Spurring Early Greenhouse Gas Reductions in the U.S.
By Dr. Daniel J. Dudek and Joseph Goffman
Now what? That question has been on the minds of environmentalists, business leaders, politicians, and many ordinary citizens around the world as they ponder the outcome of December's climate summit in Kyoto, Japan.
The results from Kyoto actually are quite remarkable. For industrial countries to meet their commitment to cut greenhouse gas emissions at least 5% below 1990 levels, starting in 2008, will be both a formidable and a promising task. Formidable, because if the U.S. were to continue with "business as usual," our greenhouse gas (GHG) emissions in 2008 could be 30% above 1990 levels! But also promising, because the strategies and technologies to accomplish the needed reductions are sure to promote a host of beneficial innovations.
The daunting nature of the challenge can be seen in the graph at right. If the U.S. remains on its current course and follows the upward curve of GHG emissions, it will have to make abrupt changes later to get its emissions back down to the levels required by the Kyoto treaty in 2008-2012. Such abrupt changes will be expensive, and will increase the political resistance to comply with the treaty and limit the choices we can make in response to the climate challenge.
Greenhouse Gases Persist for Decades
The upward curve poses a serious environmental risk. Greenhouse gases do their damage by staying in the atmosphere for long periods of time, typically a century or more. That is why preventing their release in the first place is so important. Because the climate treaty's limits do not begin to take effect until 2008, however, there could be ten more years of increased, unchecked GHG emissions, as shown by the upward curve. Those increased emissions represent more warming of the atmosphere.
For all these reasons, the best answer to "Now what?" may be this: Start cutting GHG emissions as quickly as possible, well before treaty obligations begin in 2008. A market-based approach long advocated by EDF -(Environmental Defense Fund) and built into the treaty itself - provides the tools needed to stimulate early reductions.
The climate treaty will create a worldwide market for GHG emission reductions. After 2008, companies and countries that can reduce GHG emissions more than required will be able to earn money by selling the excess reductions to those that face greater difficulty in making their own cuts. This creates a positive economic incentive for making extra reductions.
An identical economic incentive system can be put into place - and quickly - to stimulate businesses to make early reductions voluntarily before 2008. Under such a system, companies that find ways to make early reductions would earn GHG reduction credits that they could save and use later to meet their mandatory GHG reduction requirements. They could also sell the credits to other companies who might need them for the same purpose. Either way, such a program would offer financial value to companies who make GHG reductions today or any time before 2008. This would benefit the environment by providing the atmosphere years of relief from the gasses' effects.

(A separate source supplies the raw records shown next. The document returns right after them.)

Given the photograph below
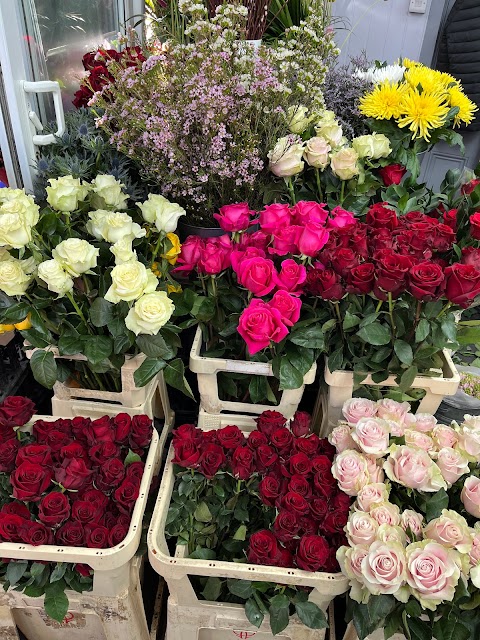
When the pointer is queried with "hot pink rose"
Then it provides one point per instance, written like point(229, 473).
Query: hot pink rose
point(234, 217)
point(259, 325)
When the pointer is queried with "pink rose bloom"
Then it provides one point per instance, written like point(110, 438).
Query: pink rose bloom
point(275, 217)
point(453, 464)
point(470, 496)
point(357, 408)
point(384, 568)
point(413, 468)
point(432, 572)
point(339, 218)
point(259, 325)
point(289, 307)
point(314, 237)
point(304, 212)
point(256, 275)
point(234, 217)
point(350, 470)
point(341, 438)
point(373, 493)
point(372, 436)
point(291, 276)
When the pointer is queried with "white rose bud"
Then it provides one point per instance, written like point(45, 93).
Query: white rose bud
point(150, 313)
point(161, 212)
point(108, 194)
point(65, 193)
point(56, 279)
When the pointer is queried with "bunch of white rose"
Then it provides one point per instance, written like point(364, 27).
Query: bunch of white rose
point(393, 550)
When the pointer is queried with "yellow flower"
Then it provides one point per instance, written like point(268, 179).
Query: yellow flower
point(422, 112)
point(384, 101)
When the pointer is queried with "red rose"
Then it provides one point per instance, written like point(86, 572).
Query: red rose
point(312, 553)
point(243, 462)
point(29, 481)
point(71, 534)
point(54, 508)
point(462, 284)
point(392, 174)
point(424, 281)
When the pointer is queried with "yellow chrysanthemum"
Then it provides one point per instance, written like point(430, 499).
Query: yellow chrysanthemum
point(467, 107)
point(422, 112)
point(384, 101)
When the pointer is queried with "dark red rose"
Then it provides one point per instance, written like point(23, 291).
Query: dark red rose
point(230, 437)
point(29, 481)
point(262, 548)
point(382, 216)
point(392, 174)
point(116, 534)
point(73, 474)
point(71, 534)
point(360, 279)
point(126, 495)
point(424, 281)
point(54, 508)
point(462, 284)
point(312, 553)
point(36, 533)
point(268, 421)
point(243, 463)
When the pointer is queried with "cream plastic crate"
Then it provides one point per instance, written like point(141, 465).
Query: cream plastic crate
point(192, 619)
point(113, 610)
point(340, 389)
point(208, 368)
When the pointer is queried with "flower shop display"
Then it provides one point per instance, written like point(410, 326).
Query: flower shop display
point(72, 497)
point(265, 498)
point(413, 532)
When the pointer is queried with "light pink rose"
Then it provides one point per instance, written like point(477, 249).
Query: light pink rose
point(432, 572)
point(361, 528)
point(413, 468)
point(384, 568)
point(341, 438)
point(470, 495)
point(350, 469)
point(357, 408)
point(453, 464)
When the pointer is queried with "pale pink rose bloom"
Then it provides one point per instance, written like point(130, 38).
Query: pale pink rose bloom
point(372, 436)
point(361, 528)
point(413, 468)
point(453, 464)
point(384, 568)
point(357, 408)
point(451, 530)
point(350, 469)
point(341, 438)
point(432, 572)
point(371, 494)
point(470, 496)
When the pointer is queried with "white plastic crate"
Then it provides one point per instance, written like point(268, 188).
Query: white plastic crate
point(113, 610)
point(208, 368)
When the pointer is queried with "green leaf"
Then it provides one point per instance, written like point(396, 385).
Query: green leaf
point(311, 615)
point(44, 368)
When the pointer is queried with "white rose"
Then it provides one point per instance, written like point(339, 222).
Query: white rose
point(150, 313)
point(76, 256)
point(130, 281)
point(65, 193)
point(286, 158)
point(344, 163)
point(113, 226)
point(107, 193)
point(56, 279)
point(161, 212)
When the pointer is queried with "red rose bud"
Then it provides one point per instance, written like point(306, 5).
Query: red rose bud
point(312, 554)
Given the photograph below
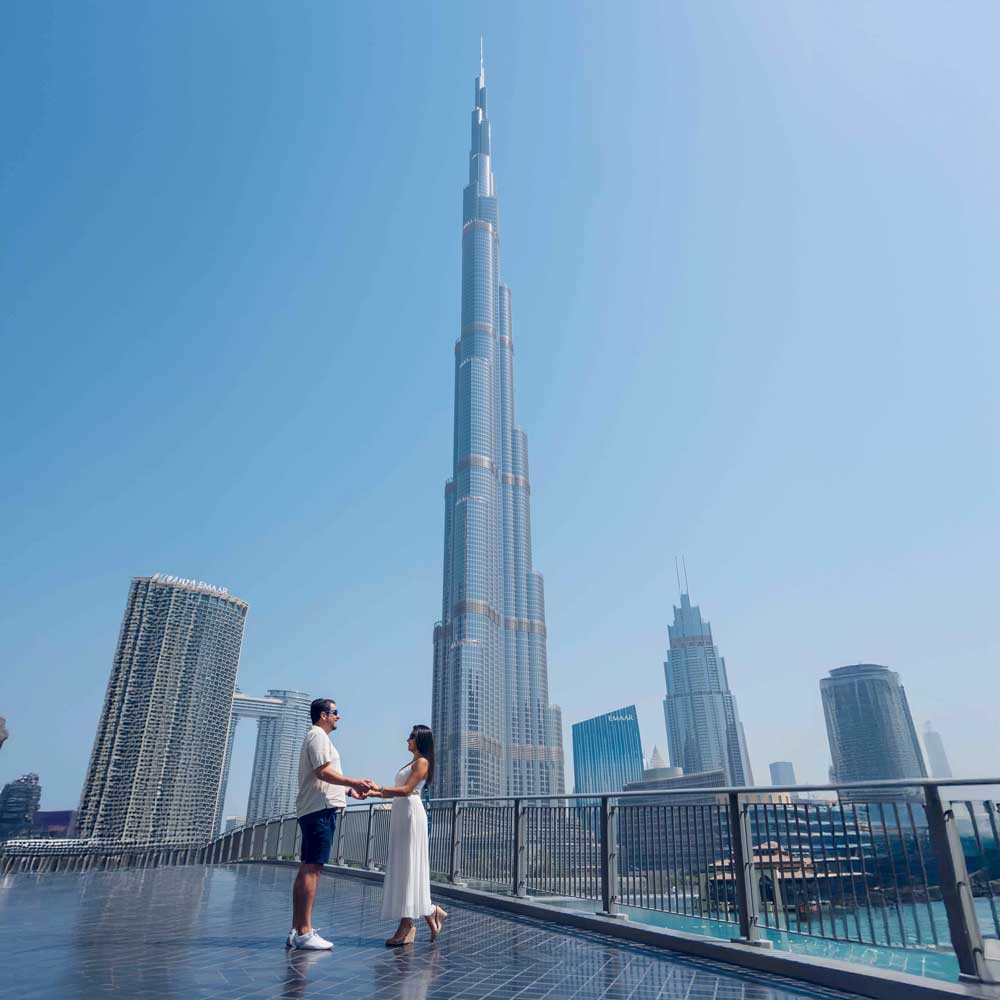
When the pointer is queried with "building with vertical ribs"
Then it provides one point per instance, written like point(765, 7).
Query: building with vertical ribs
point(156, 767)
point(496, 732)
point(870, 729)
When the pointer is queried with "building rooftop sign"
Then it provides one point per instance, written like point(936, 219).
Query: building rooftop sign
point(181, 582)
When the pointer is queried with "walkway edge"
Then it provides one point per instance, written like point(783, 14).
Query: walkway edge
point(880, 984)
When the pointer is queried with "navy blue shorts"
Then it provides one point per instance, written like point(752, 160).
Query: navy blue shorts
point(317, 836)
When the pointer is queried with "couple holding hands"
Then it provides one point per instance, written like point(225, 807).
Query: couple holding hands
point(323, 792)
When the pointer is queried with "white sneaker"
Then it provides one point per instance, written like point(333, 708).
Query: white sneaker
point(310, 942)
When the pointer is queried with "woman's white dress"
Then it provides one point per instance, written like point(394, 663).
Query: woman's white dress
point(407, 887)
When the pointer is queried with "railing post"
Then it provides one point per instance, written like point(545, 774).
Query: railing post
point(744, 874)
point(338, 837)
point(455, 861)
point(520, 872)
point(368, 837)
point(609, 858)
point(956, 890)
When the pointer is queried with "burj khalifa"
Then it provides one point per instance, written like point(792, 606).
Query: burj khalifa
point(495, 731)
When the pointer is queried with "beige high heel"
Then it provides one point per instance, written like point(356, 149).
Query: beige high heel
point(440, 916)
point(407, 938)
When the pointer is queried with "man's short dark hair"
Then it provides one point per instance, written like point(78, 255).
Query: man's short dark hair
point(318, 707)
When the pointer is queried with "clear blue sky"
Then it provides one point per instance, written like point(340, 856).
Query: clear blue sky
point(753, 253)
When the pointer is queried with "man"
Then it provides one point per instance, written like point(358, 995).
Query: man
point(321, 796)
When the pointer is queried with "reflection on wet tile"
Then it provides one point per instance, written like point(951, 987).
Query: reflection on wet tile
point(218, 934)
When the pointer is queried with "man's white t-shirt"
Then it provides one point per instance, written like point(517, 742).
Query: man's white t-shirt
point(314, 794)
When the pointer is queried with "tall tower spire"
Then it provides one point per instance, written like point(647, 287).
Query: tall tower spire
point(496, 731)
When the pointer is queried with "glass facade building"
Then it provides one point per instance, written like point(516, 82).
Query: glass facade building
point(704, 732)
point(19, 806)
point(282, 722)
point(607, 752)
point(782, 773)
point(155, 771)
point(496, 732)
point(869, 726)
point(936, 757)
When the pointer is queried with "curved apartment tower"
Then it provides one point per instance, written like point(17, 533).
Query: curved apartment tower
point(496, 732)
point(870, 729)
point(156, 766)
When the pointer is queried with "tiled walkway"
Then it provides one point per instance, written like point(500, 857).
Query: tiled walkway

How it Worked for Acid Rain
The 1990 Clean Air Act's acid rain program shows how powerful such incentives can be in producing the early emissions reductions so critical to the battle against global warming. That program operates through a similar trading market to reduce emissions of sulfur dioxide (SO2), a major cause of acid rain. Electric power plants that reduce their emissions below the mandatory level during the program's first phase, between 1995 and 2000, can save those extra reductions to use or sell after the year 2000, when additional reduction requirements are fully implemented.
As shown in EDF's recent study, More Clean Air for the Buck: Lessons from the Acid Rain Program, the incentives created by this opportunity to profit from early reductions have led utilities to cut SO2 emissions by about 35% more than required in 1995 and 1996. The incentives have also created competition among pollution-reduction methods, driving down the cost of the reductions to less than one-tenth of the predicted cost.
The President and Congress can and should move quickly to create a voluntary program for early GHG reductions that would mimic the first phase of the acid rain program. Participants who chose to join the program would agree to keep their GHG emissions at a certain level.
For example, a company could agree to offset any increase above present levels of emissions. For any GHG reductions they made below present levels, they would receive GHG reduction credits, which they could use to meet any future (post-2008) obligations. Under such a program, early GHG reductions would have tangible financial value - as do SO2 reductions made between 1995 and 2000. Thus, companies who could make GHG reductions before 2008 would have a compelling financial reason for doing so.
An effective early reduction program would slow, and possibly even reverse, the upward climb of the curve shown in the graph. As a result, the U.S. economy's transition to the Kyoto treaty's limits on GHG emissions would afford a "soft landing."
Reducing greenhouse gas emissions in the next ten years not only benefits the environment, but also promotes the early discovery and use of technological innovations that ultimately benefit the economy. A voluntary program that delivers both economic and environmental benefits should command the support of the business community and of both political parties.
Dr. Daniel J. Dudek is an economist and Joseph Goffman is an attorney. Both are on EDF's Global and Regional Air Program staff.